“What the superior man seeks is in himself; what the small man seeks is in others.”
As a secure, self-sufficient person, all our validation must come from within — This is what the entire narrative of self-love and self-esteem has been preaching us. And, it is true. But this is also true:
“Just like children, emotions heal when they are heard and validated.”
~ Jill Bolte Taylor, author of My Stroke of Insight: A Brain Scientist’s Personal Journey
So, yeah…it is important to validate the feelings of those we care about. It is a human need to be seen, heard and understood. It brings us great comfort to share our day to day events and stories with others. We can’t equate that with offloading our worries, but sharing does calm our nerves and makes our fears appear less fearsome.

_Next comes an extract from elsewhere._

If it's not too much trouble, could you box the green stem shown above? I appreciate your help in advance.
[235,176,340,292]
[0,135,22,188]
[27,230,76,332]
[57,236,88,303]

Getting a nod or some words of validation convey that having flaws is natural and that we are still loved.
But how many times do we reciprocate that validation and empathy? Just like us, our listeners (partners, friends and family) may not be the perfect listener, but they still are with us listening to our concerns. So, say this after you’re done:
“Thanks for listening!”
Just like we are more inclined to share things with someone who listens to us attentively and responds accordingly, our listeners will also be more inclined to extend their empathy if we express our appreciation. We must show that we do not take them for granted.

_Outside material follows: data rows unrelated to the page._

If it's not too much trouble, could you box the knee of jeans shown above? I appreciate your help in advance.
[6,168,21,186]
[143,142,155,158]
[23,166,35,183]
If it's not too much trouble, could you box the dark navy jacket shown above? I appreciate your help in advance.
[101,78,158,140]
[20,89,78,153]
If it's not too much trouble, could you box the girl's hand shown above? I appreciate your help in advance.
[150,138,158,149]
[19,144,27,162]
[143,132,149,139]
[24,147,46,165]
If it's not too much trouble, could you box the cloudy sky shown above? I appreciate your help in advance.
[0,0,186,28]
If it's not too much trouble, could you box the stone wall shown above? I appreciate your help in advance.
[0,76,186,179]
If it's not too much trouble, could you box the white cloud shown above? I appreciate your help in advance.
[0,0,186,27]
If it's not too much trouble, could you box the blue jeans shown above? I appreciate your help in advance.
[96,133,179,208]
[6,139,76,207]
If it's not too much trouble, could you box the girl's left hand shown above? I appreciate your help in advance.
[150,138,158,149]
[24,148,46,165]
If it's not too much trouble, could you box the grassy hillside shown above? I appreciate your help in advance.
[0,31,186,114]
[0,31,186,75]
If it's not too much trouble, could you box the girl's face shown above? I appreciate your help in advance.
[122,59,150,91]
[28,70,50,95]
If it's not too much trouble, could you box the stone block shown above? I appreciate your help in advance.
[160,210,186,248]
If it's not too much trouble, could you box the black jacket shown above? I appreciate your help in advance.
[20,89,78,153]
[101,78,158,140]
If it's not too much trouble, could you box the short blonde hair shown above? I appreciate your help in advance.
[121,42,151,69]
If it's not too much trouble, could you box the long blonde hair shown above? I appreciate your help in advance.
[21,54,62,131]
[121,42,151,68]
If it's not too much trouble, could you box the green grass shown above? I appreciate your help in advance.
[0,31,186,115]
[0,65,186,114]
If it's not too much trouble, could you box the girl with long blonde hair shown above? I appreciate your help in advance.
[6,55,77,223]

Thanking is such a small gesture that we often forget to express it and yet saying, “thanks for listening” or “I appreciate you hearing me” can validate the time, effort and emotion of the other person.
At times, our listeners will follow up on our concerns asking if the problem is resolved. It’s such a nice feeling to know that this person remembered the conversation and was genuinely concerned for us. So, offering a simple acknowledgement like “thanks for asking” will nurture and strengthen your bond even further.
“You were right.”
We all have been in situations where despite the warning, someone does a thing and becomes a victim of disappointment. It is very easy for us to gloat and say, “I told you so.” Next time, bite your tongue so that you can give the other person the chance to validate your experience. Wouldn’t that be a moment of bigger pride when they come and tell you?

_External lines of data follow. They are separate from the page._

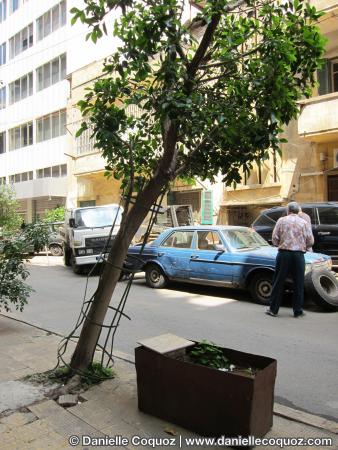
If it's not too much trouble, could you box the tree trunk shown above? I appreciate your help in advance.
[70,174,167,371]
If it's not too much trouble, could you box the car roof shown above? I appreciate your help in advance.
[165,225,250,231]
[262,202,338,213]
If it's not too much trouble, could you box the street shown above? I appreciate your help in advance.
[4,256,338,420]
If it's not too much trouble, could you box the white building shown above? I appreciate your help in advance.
[0,0,119,221]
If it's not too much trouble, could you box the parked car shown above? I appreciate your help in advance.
[252,202,338,268]
[125,226,338,309]
[47,222,63,256]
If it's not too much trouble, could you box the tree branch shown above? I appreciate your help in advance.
[174,124,219,178]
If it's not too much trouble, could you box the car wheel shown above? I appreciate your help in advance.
[145,264,168,289]
[70,255,82,275]
[305,269,338,311]
[49,244,63,256]
[249,272,273,306]
[63,244,72,267]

Similarly, when you realise that you were wrong and the other person was right, walk up to them and admit. Yes, I know how it feels – shame and on top of it, my sense of self-worth disallows me to acknowledge my mistake. This is because we all have grown up by gaining respect and acceptance by being right about things. We’ve all been told to hide our flaws and glorify our perfect parts. So, making a mistake, that too, deliberately after being warned is extremely embarrassing. Thus, we deny and instead of admitting, we try to justify our failure by saying that it was different with us.
Now, they may not need that validation because they can see you walking around with droopy shoulders. But, you know what? Admitting our mistake and validating their experience may help shed a few pounds of our shameful ego so that we can learn from the mistake and move forward with head held high.
It may boost their ego a little, but it will also make them more invested in your success and isn’t that what we all want? People, who root for us?
Well, it begins with gentle acts of appreciation and validation that nurture our relationships.